The study by Zhang et al. (2012) testing a newly developed instrument to assess nurses' knowledge, risk perception, health beliefs and behaviours surrounding influenza vaccination is significant. We are reminded of the severity of the influenza virus and subsequent importance of vaccination in healthcare workers. However, also reported are the suboptimal vaccination rates among nurses in particular. The instrument designed in this study is tested for its validity and reliability as it is reported that previous instruments used in relation to this topic lack rigour.

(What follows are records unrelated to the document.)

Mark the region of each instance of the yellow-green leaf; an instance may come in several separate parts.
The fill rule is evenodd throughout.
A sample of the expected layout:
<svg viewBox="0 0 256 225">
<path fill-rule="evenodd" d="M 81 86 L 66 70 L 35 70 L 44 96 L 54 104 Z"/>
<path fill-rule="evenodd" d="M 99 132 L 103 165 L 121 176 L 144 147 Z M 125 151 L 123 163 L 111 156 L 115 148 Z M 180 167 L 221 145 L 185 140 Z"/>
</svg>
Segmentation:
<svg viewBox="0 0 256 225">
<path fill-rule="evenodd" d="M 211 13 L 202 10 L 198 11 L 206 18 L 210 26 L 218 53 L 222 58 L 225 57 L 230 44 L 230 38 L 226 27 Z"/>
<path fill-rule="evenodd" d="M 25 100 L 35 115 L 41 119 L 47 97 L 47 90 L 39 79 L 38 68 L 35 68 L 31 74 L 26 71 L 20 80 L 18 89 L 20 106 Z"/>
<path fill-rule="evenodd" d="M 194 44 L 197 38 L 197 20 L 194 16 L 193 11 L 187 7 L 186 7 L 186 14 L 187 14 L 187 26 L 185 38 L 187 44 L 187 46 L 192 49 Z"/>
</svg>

The design and undertaking of this study appear reliable, and its rationale to understand nurses' knowledge, risk perception, beliefs and behaviours concerning influenza vaccination is certainly without question. However, the aspect of the instrument which measures vaccination behaviours addresses not only personal vaccination but also the recommendation of vaccination to patients. In a previous study by Zhang et al. (2011), it was found that nurses were more likely to recommend vaccination to their patients if they had been vaccinated themselves. Having made a connection between personal attitudes and subsequent practice, the relevance of the sample upon which the instrument was tested must be considered. The majority of seasonal influenza vaccinations are given to patients by nurses in the community setting. Indeed, this is also the case for H1N1 vaccination, and yet, of the respondents, 78·5% (n = 408) were hospital based and only 14·5% (n = 75) worked in the community (Zhang et al. 2012). Given that influenza vaccination is primarily community based, further validation of the instrument with community nurses would be useful.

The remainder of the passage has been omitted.